How we spend our days, is, of course, how we spend our lives.
~Annie Dillard
For most of us, especially business owners, our days are spent chasing what we call productivity. The more we feel productive, the more we manage to pacify ourselves with the feeling that we are doing what’s right, what is important.
Is it really that important? Is most of what we’re doing, in our bid at success, nothing more than coasting through the day, not being totally aware of what’s going on around us?
What are the three most important things in running a business? The first is your product or service. Is it needed? Are you able to provide it with relative ease and at a competitive price? Is there a market for it?
The second most important thing is your customer base. Who will purchase this? What problems will it solve for them? Do they absolutely need it and if not is it needed enough that it will sell? Included in this are the activities involved in providing it.
The third is relationships. Yours with your customers and how you will relate to them to create a demand for your product, answer their questions and provide a valued service or product.
The realities of running your own business have always involved long hours, intense work and an ability to market to customers well. What you have to decide is what is more important to you. Running a business and having a life or running a business and only running a business. Efficiency is not a trait that many of us are born with but it can be learned. Many business owners are as easily distracted as the rest of us and just like us, they like to play hookey and spend their time doing what they want to do, rather than work. Wise business owners have also learned to concentrate their time and effort on the customers that buy from them the most. That way they aren’t putting in wasted minutes or hours dealing with the difficult customers who don’t end up purchasing from them, but go elsewhere. Learning to decipher one from the other is worth your effort.

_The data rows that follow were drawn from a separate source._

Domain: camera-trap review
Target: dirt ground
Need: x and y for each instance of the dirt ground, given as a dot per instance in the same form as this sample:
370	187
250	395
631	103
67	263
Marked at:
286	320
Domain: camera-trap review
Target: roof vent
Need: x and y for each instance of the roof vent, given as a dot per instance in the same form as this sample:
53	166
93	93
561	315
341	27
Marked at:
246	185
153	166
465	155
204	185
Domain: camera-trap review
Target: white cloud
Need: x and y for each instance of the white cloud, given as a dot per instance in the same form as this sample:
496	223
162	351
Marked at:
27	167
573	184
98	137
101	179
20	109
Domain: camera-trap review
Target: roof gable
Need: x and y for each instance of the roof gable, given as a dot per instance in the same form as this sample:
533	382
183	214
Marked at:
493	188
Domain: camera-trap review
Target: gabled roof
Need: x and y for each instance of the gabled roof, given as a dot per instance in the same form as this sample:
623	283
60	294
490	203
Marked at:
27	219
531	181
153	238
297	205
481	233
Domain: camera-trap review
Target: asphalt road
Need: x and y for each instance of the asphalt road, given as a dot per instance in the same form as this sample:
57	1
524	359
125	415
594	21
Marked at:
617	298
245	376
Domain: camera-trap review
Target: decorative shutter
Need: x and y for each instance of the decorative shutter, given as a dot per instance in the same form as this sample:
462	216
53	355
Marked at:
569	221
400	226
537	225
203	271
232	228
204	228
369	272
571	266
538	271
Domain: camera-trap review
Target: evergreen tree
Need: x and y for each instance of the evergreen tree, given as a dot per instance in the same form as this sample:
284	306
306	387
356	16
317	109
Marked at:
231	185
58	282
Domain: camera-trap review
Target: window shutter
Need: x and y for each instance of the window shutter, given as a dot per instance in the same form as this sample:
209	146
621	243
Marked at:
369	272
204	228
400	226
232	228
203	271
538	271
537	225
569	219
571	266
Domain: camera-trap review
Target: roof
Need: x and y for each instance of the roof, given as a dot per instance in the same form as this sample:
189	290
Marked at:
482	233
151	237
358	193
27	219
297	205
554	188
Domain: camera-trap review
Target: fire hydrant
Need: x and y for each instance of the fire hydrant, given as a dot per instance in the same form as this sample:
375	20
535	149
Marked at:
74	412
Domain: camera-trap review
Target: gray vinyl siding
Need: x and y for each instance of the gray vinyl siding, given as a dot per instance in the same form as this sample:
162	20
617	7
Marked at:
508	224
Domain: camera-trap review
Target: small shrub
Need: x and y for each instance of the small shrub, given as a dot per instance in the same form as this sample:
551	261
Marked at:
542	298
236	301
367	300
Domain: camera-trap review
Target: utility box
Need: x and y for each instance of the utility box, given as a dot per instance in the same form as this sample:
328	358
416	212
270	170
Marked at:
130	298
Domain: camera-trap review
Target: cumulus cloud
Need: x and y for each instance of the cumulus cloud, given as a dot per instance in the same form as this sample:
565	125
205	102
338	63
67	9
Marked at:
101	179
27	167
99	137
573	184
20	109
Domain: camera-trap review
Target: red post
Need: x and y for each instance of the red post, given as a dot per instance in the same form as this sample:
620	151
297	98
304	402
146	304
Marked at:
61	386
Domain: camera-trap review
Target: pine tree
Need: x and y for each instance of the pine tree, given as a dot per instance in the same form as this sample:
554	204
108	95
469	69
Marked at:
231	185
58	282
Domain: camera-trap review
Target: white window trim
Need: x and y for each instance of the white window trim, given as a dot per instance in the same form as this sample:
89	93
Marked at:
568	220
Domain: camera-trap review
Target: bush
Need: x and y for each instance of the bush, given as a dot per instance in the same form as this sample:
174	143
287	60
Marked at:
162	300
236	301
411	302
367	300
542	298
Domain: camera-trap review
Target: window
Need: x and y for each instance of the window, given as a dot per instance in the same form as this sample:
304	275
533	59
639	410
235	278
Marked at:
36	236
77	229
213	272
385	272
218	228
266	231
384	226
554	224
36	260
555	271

The most successful business owners have a vision and they keep it in mind while working. If you look at your time each day and divide it into chunks that are worth so many dollars, you will quickly decide what is worth doing and what isn’t. Concentrate fully on your market and be consistent with your products and services. Decide what is most important about your business, what you can offer that will bring the most value and then go after it. This way, you are working only a certain amount of hours where you concentrate fully on the most important aspects of your business. If administrative work and details are taking up too much of your time, hire a virtual administrative assistant – one that can keep up your website, take care of your email, write your blog posts for you and handle all of the other little things that are needed to fully operate a small business.
Decide what you love to do, what is most important to you and do it. Realize that productiity isn’t everything, having a life is much more important. Your job and business may be rewarding but there are other things in life that bring much greater rewards when they are combined with your small business.